Whole life insurance offers a fixed monthly premium and a guaranteed death benefit. If you receive company dividends and pour those into your whole life insurance cash value every year you can build the account up faster.
With some types of universal life insurance you may have the option to adjust your death benefit and reduce your premiums, as long as there is enough in the cash value account to cover the costs of the policy. You cannot be rejected for guaranteed issue life insurance, but your beneficiaries won’t get the full payout if you pass away within two or three years after buying the policy (rules vary by company).
If you terminate the policy with the insurer you’ll receive the cash value amount minus any surrender charge. There is typically a surrender charge if you terminate the policy within the first several years after buying it.

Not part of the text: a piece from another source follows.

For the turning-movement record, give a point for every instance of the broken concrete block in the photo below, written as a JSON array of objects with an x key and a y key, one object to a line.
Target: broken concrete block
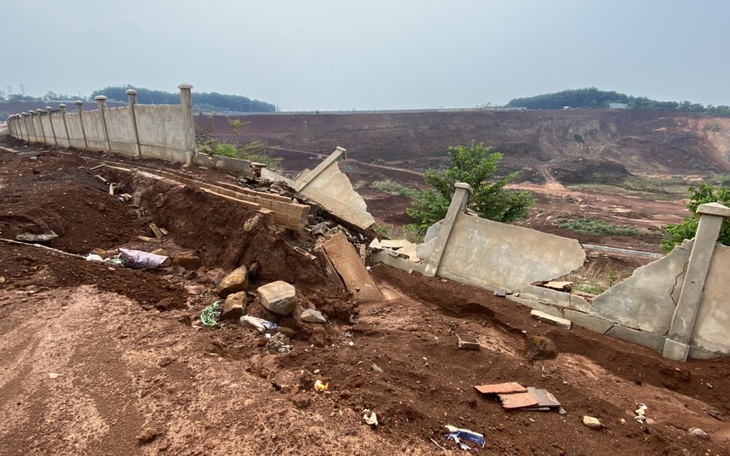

The surrender charge is a way for the insurer to cover the cost of issuing you the policy. Your loan amount will accrue interest until it’s paid back in full.
State law often dictates what the maximum policy loan interest rate can be. Some policyholders choose to use their cash value this way and intend for their beneficiaries to get a reduced payout.
If the amount you withdraw includes investment gains, often referred to as the part “above basis,” that portion is taxable. As with taking a policy loan, making a withdrawal will reduce the life insurance payout to your beneficiaries later on.
The insurance company will also subtract any unpaid premiums or outstanding loan balance. If you’re struggling to make the payments, this option could provide some relief so that you can keep the life insurance in force.
Talk with your insurance company to find out their rules for using cash value toward your premiums. Dividends can also be used to buy “paid up additions” to your life insurance policy, which will increase the death benefit amount for beneficiaries.
Most types of life insurance have options for adding policy riders that tack on extra coverage or features. This gives you access to your own death benefit money while you’re still alive if you’re diagnosed with a terminal illness.
Similar riders for chronic illness and long-term care will also let you tap into your own death benefit if you have certain medical conditions. A primary tax perk is that your beneficiaries receive the death benefit tax-free, as with any type of life insurance.
Since life insurance payout amounts are usually pretty large, this is an important advantage. If you withdraw cash value, or take the surrender value and terminate the policy, you can be taxed on the portion of money that came from interest or investment gains.
While term life insurance is generally plenty of coverage for most people, cashvaluelifeinsurance is useful under a few circumstances. The premiums can be much higher than the same amount of term life insurance because of the cash value feature and policy fees.
Some high net-worth individuals use cash value policies to help their heirs pay estate taxes. Because some policies take a long time to build up any significant cash value, you could wait decades before you have a substantial amount to access.
Your beneficiaries receive the policy’s death benefit amount, minus any loans and withdrawals of cash value you made. Some companies offer the option for beneficiaries to receive the death benefit plus cash value, for higher premium payments.
It doesn’t offer a cash value component but it will pay out a death benefit amount of your choosing if you pass away during the policy’s term, such as 10, 20 or 30 years. And it won’t cost you an arm and a leg like some forms of permanent life insurance.
If you don’t need insurance for the duration of your life, term life insurance will give you more bang for your buck. While cashvaluelifeinsurance may seem enticing, it doesn’t make sense to pay the higher price tag if you don’t need insurance indefinitely.